Apesar de não fazer ideia do que se trata suas classes, seus status e habilidades estão no mesmo nível – um pouco menos – que da Sheyla. Ou tive bastante sorte, ou azar, mas se as três se juntam contra os goblins ou contra mim, isso seria uma chacina.
As duas estão com a tal “exaustão de mana”. E pelo que entendi, quando isso acontece, é quase impossível se recuperar da fadiga naturalmente.
Estava pensando em curá-las individualmente, só que, isso pode levar muito tempo e tempo é o que não quero desperdiçar agora. Então, vamos apenas curá-las de uma vez.
Sistema: [Você utilizou 2x Palavra de Cura: Rest]
Pronto, agora só preciso que suas manas se recuperem o suficiente para elas acordarem. Espero que elas não surtem quando isso acontecer, já que conversei apenas com a Sheyla até agora. E não dá para dizer que a pessoa consegue ouvir ou perceber ao redor quando se está com tal fadiga, então, todo meu teatrinho não serviria para nada.
Já as outras três...
Parecem apenas garotas normais, e bem jovens por sinal. Uma está com o status [Terminal] e outras duas estão grávidas. Será que devo curá-las? Se você acordasse e descobrisse que está grávida de um monstro, a primeira coisa que faria é... Não, sem considerar as piores alternativas aqui... pelo menos não por enquanto.
Por via das dúvidas, é melhor garantir que elas não consigam se machucar mesmo se quisessem.
Fui até onde estavam e procurei qualquer pedra, osso, seja lá o que elas pudessem usar para se ferir ou retirar suas vidas.
Feito.
Acredito que assim, elas devem me ouvir antes de fazer qualquer loucura.
Finalmente fui até elas para curá-las.
Sistema: [Você utilizou 3x Palavra de Cura: Rest].
— Isso é impensável — disse Sheyla enquanto me acompanhava com a visão.
— O que? — perguntei.
— Um demônio curar.
— É, estranho, não?
— Estranho? Sim! Nunca ouvi histórias sobre demônios capazes de curar... Você tem certeza de que é um demônio?
— Sim, sou um demônio — afirmei, e apontei para meus chifres apesar da escuridão. — Você viu os chifres e o rabo, né?
— Sim...
A sala tinha parecido uma boate já que toda vez que uma habilidade era usada, uma luz intensa aparecia.

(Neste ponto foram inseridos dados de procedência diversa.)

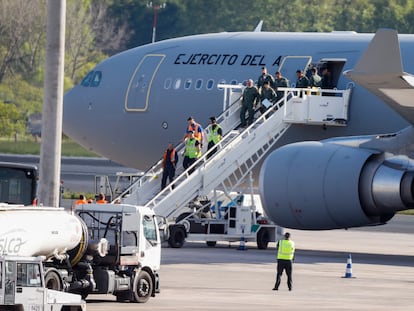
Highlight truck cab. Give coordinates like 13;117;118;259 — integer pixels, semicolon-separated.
0;255;86;311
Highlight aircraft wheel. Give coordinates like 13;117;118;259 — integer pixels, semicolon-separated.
45;269;63;291
168;226;185;248
132;270;153;303
257;228;269;249
206;241;217;247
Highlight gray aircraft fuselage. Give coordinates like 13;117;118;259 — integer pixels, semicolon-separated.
63;32;414;170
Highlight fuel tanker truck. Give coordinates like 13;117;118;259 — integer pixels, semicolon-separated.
0;203;162;302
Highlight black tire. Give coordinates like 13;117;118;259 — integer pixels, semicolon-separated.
45;269;63;291
175;212;192;223
80;290;89;300
168;226;185;248
206;241;217;247
257;228;269;249
115;291;131;302
132;270;154;303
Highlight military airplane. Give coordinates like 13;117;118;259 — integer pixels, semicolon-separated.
63;29;414;229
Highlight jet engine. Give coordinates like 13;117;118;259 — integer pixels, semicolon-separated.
259;142;414;230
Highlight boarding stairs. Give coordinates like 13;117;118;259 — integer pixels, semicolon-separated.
114;85;350;220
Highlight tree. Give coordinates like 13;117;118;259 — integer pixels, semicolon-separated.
65;0;127;81
0;0;45;82
0;101;25;137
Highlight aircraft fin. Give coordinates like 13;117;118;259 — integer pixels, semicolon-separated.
254;20;263;32
344;29;414;124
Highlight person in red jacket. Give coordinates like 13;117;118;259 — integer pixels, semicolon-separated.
161;143;178;190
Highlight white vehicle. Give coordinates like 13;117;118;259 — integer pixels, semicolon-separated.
0;256;86;311
0;204;165;304
168;193;281;249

Olhei para garota com o status [Terminal] e ele foi removido. Não sei dizer o que isso significa, porém, se ele continuasse aí, certamente ela morreria. Espero que eu tenha conseguido salvá-la... afinal, essa tem habilidades únicas que eu realmente quero desfrutar.
Diferente das outras duas garotas, essas três são consideradas “comuns”, por isso a habilidade [Rest] demonstrou-se bem mais eficiente. Elas rapidamente recobraram a consciência e acordaram também.
Agora é só aguardar as outras duas acordar e poderei conversar com todas elas de uma vez.
Olhei para Sheyla. Espero que você me ajude a convencê-las, não quero que tudo isso tenha sido uma perda de tempo e energia.